# What is this tool / adapter?



## AJ. (Feb 22, 2012)

This tool was in grandpa's tools.
He's no longer around to ask him what it is.

Any ideas what this is for?


----------



## AJ. (Feb 22, 2012)

Another angle...


----------



## Steve Neul (Sep 2, 2011)

It's a miter saw guide somewhat like this. Antique vintage Miter Saw Guide Wooden Cabinet Screw Hardware Unusual Old EG | eBay


----------



## woodnthings (Jan 24, 2009)

Yup, it's the upper portion of a hand held miter saw. It's the part that guides the saw blade, typically a back saw with a stiffener on the top edge. The rest of the unit is missing;


----------



## FrankC (Aug 24, 2012)

One in Blue:








VINTAGE Sears Craftsman Mitre Saw Working Angle Cut Cast Aluminum 18" long Base | eBay


Find many great new & used options and get the best deals for VINTAGE Sears Craftsman Mitre Saw Working Angle Cut Cast Aluminum 18" long Base at the best online prices at eBay! Free shipping for many products!



www.ebay.com


----------



## AJ. (Feb 22, 2012)

THANK YOU EVERYONE!!

When I saw the linked ebay photos... something clicked on my mind.

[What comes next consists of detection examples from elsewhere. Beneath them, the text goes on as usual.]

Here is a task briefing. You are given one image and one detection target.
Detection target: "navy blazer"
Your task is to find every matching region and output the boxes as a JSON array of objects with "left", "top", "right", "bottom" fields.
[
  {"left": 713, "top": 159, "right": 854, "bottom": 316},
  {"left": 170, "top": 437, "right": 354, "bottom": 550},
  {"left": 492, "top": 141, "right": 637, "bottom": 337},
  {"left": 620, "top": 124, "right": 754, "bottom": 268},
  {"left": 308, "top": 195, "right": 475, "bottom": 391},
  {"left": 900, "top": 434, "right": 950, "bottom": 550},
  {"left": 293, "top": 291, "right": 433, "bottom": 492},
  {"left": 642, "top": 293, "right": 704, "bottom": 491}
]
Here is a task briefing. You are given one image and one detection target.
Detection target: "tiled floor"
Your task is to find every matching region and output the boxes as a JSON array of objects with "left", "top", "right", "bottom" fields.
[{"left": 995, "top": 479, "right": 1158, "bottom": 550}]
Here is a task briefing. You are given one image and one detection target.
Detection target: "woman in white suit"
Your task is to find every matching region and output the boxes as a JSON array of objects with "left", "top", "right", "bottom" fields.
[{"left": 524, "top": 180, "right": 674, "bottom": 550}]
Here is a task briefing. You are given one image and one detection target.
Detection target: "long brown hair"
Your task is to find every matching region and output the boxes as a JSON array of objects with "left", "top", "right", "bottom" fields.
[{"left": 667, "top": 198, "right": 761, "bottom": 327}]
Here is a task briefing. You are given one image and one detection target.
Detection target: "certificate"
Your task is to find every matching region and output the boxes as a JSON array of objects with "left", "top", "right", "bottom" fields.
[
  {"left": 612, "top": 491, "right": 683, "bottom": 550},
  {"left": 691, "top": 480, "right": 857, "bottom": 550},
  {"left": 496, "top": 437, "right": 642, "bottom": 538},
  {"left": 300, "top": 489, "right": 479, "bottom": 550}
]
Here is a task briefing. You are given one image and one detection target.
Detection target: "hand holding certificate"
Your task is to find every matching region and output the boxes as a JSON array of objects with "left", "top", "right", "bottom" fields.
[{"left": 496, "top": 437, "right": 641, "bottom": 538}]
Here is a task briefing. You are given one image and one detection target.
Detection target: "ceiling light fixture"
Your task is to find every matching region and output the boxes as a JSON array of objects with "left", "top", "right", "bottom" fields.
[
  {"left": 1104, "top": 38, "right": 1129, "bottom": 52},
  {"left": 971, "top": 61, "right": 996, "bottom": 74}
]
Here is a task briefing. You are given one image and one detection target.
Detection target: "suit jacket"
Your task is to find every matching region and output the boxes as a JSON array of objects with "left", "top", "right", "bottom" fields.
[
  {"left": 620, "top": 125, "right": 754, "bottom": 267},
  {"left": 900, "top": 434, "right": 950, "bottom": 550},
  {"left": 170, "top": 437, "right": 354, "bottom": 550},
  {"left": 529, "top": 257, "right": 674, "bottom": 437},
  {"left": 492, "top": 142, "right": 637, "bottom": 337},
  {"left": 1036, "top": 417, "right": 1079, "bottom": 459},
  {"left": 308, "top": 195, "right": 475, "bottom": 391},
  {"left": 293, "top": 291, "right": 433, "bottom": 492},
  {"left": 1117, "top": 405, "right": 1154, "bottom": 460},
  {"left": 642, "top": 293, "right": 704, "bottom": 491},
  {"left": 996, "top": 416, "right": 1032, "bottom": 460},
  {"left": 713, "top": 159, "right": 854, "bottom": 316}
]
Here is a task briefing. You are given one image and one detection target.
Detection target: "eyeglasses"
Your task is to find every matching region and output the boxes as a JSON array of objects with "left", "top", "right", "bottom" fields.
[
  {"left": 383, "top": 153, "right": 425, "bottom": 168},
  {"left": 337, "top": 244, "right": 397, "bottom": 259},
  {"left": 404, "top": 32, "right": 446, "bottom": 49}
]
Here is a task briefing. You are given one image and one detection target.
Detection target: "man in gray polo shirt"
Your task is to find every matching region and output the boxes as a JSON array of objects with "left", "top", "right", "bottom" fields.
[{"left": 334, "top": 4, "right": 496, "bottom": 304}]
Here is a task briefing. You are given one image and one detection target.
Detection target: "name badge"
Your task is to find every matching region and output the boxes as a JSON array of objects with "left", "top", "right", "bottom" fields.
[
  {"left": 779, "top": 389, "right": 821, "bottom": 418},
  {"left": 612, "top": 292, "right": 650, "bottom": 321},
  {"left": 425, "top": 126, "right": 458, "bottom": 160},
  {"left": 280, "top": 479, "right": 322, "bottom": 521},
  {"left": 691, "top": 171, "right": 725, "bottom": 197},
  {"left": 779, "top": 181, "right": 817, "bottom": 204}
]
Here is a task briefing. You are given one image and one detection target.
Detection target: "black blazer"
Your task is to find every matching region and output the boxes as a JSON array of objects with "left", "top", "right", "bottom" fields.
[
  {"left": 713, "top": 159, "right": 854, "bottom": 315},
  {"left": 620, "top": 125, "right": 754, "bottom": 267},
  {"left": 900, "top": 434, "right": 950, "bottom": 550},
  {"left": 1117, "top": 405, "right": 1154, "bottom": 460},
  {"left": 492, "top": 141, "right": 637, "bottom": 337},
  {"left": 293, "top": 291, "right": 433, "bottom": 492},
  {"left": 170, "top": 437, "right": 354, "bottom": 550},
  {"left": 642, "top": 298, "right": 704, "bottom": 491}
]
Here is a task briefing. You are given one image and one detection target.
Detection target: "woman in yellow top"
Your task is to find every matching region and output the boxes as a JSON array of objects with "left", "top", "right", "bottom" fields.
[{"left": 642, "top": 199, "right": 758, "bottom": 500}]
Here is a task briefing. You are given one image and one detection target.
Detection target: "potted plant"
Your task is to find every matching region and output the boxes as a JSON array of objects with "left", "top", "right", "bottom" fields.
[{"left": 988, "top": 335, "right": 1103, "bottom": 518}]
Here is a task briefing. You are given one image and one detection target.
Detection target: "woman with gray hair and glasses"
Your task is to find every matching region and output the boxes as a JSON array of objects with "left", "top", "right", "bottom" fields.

ANOTHER part/tool which I did not know what it was for.

I just married them... and we are cooking!!!


Thank you extended Grandpa's.
Thank you for helping out when I couldn't ask mine directly


----------



## FrankC (Aug 24, 2012)

The 9 - 22 1/2 - 30 - 36 - 45 stops are interesting, understand them all except the 9 degrees.


----------